Louis did not report either incident on the day the two incidents occurred. However, the following day, Louis’s husband called to complain about how his wife had been treated. Louis’s husband then came to the restaurant the following day to provide more details of the alleged assault. Burger King had a written policy prohibiting workplace harassment which all employees received. Ghaitey followed the policy and reported the allegations to the district manager, who conducted an investigation. Salib was suspended, then transferred to another store, and eventually terminated when he did not report to work. Louis ceased her employment with Burger King two weeks after the alleged assault.
On September 10, 2008, Louis reported the two incidents to the local police, who arrested Salib and charged him with fourth-degree criminal sexual contact. Salib pled guilty to a down-graded charge of violating an ordinance.

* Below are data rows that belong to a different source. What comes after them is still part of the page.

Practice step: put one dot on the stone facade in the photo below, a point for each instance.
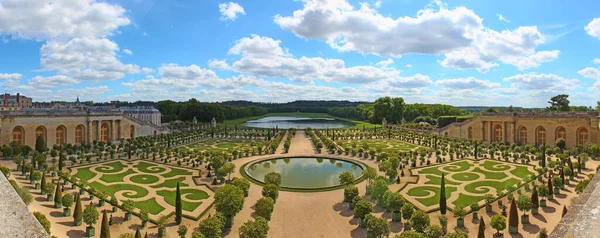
(74, 127)
(529, 128)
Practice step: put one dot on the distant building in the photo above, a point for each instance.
(15, 102)
(144, 113)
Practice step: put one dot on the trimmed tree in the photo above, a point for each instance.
(498, 222)
(105, 229)
(178, 205)
(513, 217)
(443, 196)
(78, 212)
(229, 200)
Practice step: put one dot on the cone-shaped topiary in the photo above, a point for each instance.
(178, 205)
(513, 217)
(105, 229)
(443, 196)
(78, 212)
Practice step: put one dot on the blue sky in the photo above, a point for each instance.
(495, 53)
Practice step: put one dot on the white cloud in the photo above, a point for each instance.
(36, 19)
(591, 73)
(593, 28)
(92, 59)
(502, 18)
(264, 57)
(365, 30)
(466, 83)
(52, 81)
(457, 33)
(230, 11)
(542, 82)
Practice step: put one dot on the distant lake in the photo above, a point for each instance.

In March 2009, Louis brought a workers’ compensation claim against QQR, (the restaurant owner), alleging workplace injuries and sexual assault. That case was settled for $7,500 on a Section 20 basis. Louis and her husband also brought a civil claim against Salib, Burger King Corporation, QQR, and Ghaitey. The claims against Burger King were dismissed and the claims against Salib were settled and dismissed.
The remaining defendants, QQR and Ghaitey, moved for summary judgment, arguing that the civil suit was barred by the exclusive remedy provision of the workers’ compensation act. The trial judge dismissed the suits, and Louis and her husband appealed. They relied on a 1988 federal case, Cremen v. Harrah’s Marina Hotel Casino, 680 F. Supp. 150 (D.N.J. 1988) where the court held that the civil suit survived the workers’ compensation bar. The Appellate Division in this case held that the facts in Cremen were distinguishable.
In Cremen, the employee lodged a verbal complaint against a supervisor employee who sexually assaulted her. . . She was assured by a Harrah’s employee in charge of investigating such allegations that the supervisor would be promptly dealt with. . . Harrah’s failed, however, to address the matter and the harassment continued. . . . When Harrah’s moved for summary judgment arguing that the Act barred the employee’s common-law claims, the district court denied summary judgment because Harrah’s was put on notice and failed to take action. . . As already pointed out, there are no facts showing that QQR or Ghaitey had any prior notice of Salib’s intentional actions, and when the complaint was brought to QQR’s attention, prompt action was taken and no further harassment occurred.
The Appellate Division held that this case was simply a matter of negligence. It felt that Ghaitey acted negligently in that he should have asked what was going on when he walked in to the freezer. To get past the workers ‘comp bar, Louis had to prove intentional conduct, but the court said that this sort of inaction cannot be equated with intentional harm. The court also held that QQR engaged in no conduct that could be deemed to be intentional. It acted consistent with its harassment policy once the claim was reported. Therefore, the workers’ compensation act barred the civil suit against both Ghaitey and QQR.
This case illustrates once again how strong New Jersey’s workers’ compensation bar remains. It is exceedingly difficult for a plaintiff to prove intentional harm. The case can be found at Rose Fonrose Louis and Fritzner Louis v. Burger King Corporation, et. al., (A-1000-14T2, App. Div. December 4, 2015).